Converging low power microelectronics, IT and Communication Technology into Implantable Medical Devices

Date: February 27, 2014, 4:10–5:10 PM
Location: 105 Annenberg
Speaker: Stephen N. Oesterle, Director of the UCSF Pediatric Device Consortium

Implantable medical devices include cardiac pacemakers, defibrillators, neurostimulation devices and drug infusion systems. Historically these types of devices have been used in open loop delivery systems for therapy. The advent of wafer scale manufacturing, low power electronics and novel telemetry schemes has allowed devices to more effectively interact with physiologic sensors to serve as closed loop therapy systems while allowing for the remote management of patients. Our ability to effectively manage patients with heart failure, diabetes and degenerative neurological conditions will be dramatically enhanced by the convergence of these technologies.

Stephen N. Oesterle

Senior Vice President for Medicine and Technology, Medtronic

Stephen Oesterle Stephen N. Oesterle, MD, joined Medtronic in 2002 as Senior Vice President for Medicine and Technology. In this role, Steve provides executive leadership for scientific research, formation of technological strategies and continued development of strong cooperative relationships with the world's medical communities, technical universities, financial institutions, and emerging medical device companies. Previously, Dr. Oesterle served as Associate Professor of Medicine at the Harvard University Medical School and as Director of Invasive Cardiology Services at Massachusetts General Hospital, Boston.
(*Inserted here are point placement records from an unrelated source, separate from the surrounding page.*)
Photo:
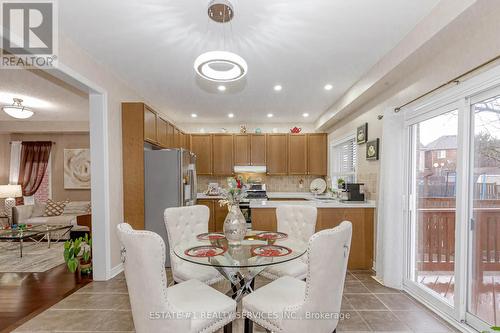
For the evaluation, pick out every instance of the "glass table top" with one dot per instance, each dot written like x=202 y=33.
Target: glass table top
x=31 y=230
x=252 y=252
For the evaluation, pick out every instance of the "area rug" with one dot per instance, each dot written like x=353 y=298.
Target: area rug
x=37 y=257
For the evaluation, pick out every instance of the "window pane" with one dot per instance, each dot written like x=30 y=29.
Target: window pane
x=485 y=251
x=434 y=172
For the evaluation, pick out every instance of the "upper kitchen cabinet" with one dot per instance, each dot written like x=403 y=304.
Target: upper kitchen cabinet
x=162 y=134
x=277 y=154
x=201 y=145
x=222 y=154
x=317 y=146
x=257 y=149
x=297 y=154
x=150 y=123
x=241 y=149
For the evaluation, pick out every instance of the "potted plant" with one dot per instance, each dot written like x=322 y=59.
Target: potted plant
x=78 y=254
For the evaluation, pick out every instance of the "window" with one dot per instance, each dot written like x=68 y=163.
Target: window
x=343 y=160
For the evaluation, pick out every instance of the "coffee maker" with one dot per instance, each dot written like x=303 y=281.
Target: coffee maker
x=355 y=192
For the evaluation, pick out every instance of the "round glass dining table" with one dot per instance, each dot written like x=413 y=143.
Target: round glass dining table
x=239 y=264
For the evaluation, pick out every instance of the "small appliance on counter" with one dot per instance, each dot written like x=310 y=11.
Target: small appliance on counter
x=354 y=192
x=256 y=191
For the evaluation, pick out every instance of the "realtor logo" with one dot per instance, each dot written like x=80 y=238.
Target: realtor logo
x=29 y=34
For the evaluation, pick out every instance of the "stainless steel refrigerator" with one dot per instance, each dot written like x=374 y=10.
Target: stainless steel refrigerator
x=169 y=181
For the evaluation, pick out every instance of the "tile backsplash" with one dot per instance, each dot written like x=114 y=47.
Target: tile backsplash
x=273 y=183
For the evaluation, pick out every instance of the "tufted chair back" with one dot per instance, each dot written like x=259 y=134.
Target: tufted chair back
x=299 y=222
x=183 y=224
x=328 y=253
x=144 y=262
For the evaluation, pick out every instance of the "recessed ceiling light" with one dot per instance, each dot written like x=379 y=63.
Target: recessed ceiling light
x=17 y=110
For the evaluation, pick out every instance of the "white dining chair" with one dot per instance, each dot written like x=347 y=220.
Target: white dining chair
x=295 y=304
x=156 y=308
x=299 y=222
x=183 y=225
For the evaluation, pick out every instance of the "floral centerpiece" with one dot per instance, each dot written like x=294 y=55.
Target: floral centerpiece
x=235 y=227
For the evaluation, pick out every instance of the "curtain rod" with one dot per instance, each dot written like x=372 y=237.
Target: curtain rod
x=455 y=80
x=10 y=142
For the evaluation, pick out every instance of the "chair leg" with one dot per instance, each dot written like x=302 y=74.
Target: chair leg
x=248 y=326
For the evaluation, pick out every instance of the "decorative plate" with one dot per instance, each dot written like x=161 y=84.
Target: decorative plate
x=272 y=235
x=204 y=251
x=210 y=236
x=318 y=186
x=271 y=251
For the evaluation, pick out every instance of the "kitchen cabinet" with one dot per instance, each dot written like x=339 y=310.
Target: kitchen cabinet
x=277 y=154
x=150 y=132
x=210 y=204
x=361 y=254
x=297 y=154
x=220 y=214
x=201 y=145
x=170 y=135
x=222 y=155
x=241 y=149
x=257 y=149
x=177 y=138
x=317 y=147
x=162 y=133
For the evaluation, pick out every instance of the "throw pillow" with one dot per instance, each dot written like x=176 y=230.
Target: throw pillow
x=54 y=208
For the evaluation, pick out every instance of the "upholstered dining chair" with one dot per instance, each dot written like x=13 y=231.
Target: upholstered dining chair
x=299 y=222
x=296 y=305
x=183 y=224
x=156 y=308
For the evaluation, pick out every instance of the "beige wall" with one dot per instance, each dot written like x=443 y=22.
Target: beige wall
x=62 y=141
x=470 y=40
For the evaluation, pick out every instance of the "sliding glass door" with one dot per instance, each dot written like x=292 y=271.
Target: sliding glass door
x=484 y=240
x=433 y=200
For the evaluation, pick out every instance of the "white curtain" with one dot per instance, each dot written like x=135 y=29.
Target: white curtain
x=390 y=232
x=15 y=161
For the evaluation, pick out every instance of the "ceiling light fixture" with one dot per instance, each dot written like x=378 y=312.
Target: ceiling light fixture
x=221 y=66
x=17 y=110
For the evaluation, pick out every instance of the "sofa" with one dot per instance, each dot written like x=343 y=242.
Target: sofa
x=34 y=214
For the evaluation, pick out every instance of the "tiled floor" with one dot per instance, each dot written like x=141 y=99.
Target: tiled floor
x=367 y=307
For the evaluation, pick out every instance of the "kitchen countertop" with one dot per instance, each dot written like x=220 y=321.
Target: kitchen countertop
x=310 y=200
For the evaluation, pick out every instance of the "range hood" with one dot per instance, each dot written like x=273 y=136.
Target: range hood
x=250 y=169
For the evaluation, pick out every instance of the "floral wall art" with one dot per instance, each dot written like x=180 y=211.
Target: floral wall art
x=77 y=169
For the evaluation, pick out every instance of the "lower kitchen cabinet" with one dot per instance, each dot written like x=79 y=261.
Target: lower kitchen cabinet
x=361 y=254
x=217 y=214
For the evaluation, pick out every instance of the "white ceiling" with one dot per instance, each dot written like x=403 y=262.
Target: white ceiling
x=301 y=45
x=50 y=98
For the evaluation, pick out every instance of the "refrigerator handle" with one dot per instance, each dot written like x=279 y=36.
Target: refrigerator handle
x=194 y=186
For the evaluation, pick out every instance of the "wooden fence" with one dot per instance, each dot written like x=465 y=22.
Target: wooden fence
x=436 y=234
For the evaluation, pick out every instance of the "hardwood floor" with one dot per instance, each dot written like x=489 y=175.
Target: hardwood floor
x=24 y=295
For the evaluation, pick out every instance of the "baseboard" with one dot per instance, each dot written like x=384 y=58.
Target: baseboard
x=115 y=271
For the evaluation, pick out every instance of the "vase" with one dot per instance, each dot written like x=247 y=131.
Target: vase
x=235 y=226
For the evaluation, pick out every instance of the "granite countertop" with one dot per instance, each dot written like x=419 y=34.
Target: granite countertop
x=307 y=199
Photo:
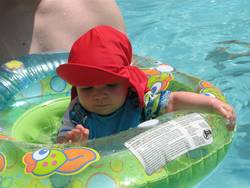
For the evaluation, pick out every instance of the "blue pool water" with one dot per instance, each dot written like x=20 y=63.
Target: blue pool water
x=209 y=39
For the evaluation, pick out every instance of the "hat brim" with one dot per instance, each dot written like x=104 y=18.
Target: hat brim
x=78 y=75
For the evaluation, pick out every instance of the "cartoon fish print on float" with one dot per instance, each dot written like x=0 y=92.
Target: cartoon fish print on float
x=159 y=77
x=45 y=162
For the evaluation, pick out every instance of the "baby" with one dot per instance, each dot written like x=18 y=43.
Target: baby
x=108 y=92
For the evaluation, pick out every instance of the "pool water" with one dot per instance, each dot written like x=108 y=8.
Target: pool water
x=209 y=39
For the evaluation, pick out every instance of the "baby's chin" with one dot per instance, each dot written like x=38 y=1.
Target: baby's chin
x=104 y=110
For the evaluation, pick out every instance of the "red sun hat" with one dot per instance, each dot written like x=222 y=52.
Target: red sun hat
x=102 y=56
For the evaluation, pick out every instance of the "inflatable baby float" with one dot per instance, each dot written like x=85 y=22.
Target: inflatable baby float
x=32 y=102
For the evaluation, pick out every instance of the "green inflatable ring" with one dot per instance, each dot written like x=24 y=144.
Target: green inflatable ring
x=32 y=102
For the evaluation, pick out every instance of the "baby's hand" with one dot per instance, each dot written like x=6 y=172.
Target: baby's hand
x=78 y=135
x=226 y=110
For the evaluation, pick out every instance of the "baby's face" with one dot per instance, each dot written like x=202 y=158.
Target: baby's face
x=103 y=99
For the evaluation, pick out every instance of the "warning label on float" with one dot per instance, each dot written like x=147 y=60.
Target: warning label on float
x=164 y=143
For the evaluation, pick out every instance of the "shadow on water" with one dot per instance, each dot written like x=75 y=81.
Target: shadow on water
x=228 y=51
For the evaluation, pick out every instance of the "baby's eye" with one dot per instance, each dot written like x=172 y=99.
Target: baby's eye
x=112 y=85
x=41 y=154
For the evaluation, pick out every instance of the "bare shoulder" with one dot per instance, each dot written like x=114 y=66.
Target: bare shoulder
x=53 y=25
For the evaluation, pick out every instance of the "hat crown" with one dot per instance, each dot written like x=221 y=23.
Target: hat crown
x=102 y=47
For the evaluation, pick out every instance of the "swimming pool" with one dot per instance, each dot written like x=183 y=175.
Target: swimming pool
x=209 y=39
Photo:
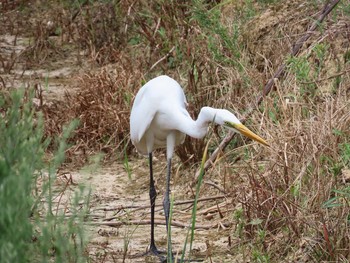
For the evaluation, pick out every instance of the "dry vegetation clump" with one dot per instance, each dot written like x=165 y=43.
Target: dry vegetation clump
x=290 y=201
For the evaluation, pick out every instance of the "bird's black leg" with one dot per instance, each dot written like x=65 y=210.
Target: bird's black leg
x=166 y=205
x=152 y=196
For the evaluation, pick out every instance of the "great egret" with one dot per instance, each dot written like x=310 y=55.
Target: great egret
x=159 y=119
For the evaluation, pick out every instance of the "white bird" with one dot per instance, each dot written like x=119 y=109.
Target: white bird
x=159 y=119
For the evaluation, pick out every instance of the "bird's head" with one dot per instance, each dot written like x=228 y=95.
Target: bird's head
x=227 y=119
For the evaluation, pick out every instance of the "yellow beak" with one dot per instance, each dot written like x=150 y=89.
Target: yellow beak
x=246 y=132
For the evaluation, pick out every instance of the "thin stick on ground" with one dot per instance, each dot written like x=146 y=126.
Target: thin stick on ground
x=161 y=222
x=328 y=7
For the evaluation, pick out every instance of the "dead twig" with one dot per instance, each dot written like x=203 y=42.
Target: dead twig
x=138 y=207
x=328 y=7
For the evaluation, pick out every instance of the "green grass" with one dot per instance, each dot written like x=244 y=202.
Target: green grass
x=33 y=230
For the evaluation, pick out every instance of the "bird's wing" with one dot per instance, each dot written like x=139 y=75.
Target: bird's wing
x=142 y=114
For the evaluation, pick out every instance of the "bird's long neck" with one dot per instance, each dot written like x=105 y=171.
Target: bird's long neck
x=199 y=128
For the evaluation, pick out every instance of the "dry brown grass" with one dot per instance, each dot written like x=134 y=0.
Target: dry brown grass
x=275 y=196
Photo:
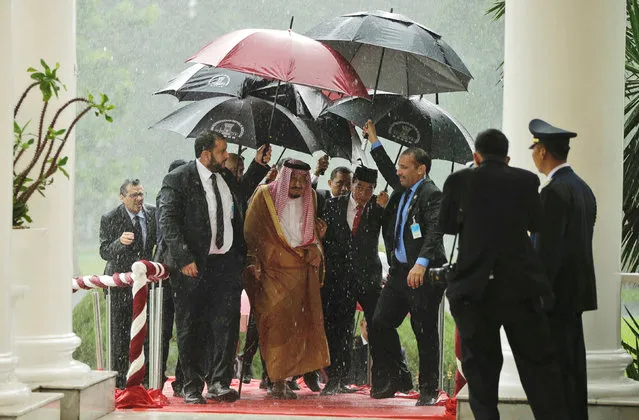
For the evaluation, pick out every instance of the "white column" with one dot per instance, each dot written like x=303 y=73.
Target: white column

A teacher and innovator in the field of cardiac catheterization, he has also developed and directed interventional cardiology programs at Good Samaritan Hospital, Los Angeles; at Georgetown University; and at Stanford University. Dr. Oesterle is a 1973 summa cum laude graduate of Harvard College and received his medical doctorate from Yale University in 1977. He completed his internship and residency at Massachusetts General Hospital and also served a fellowship in interventional cardiology at Stanford.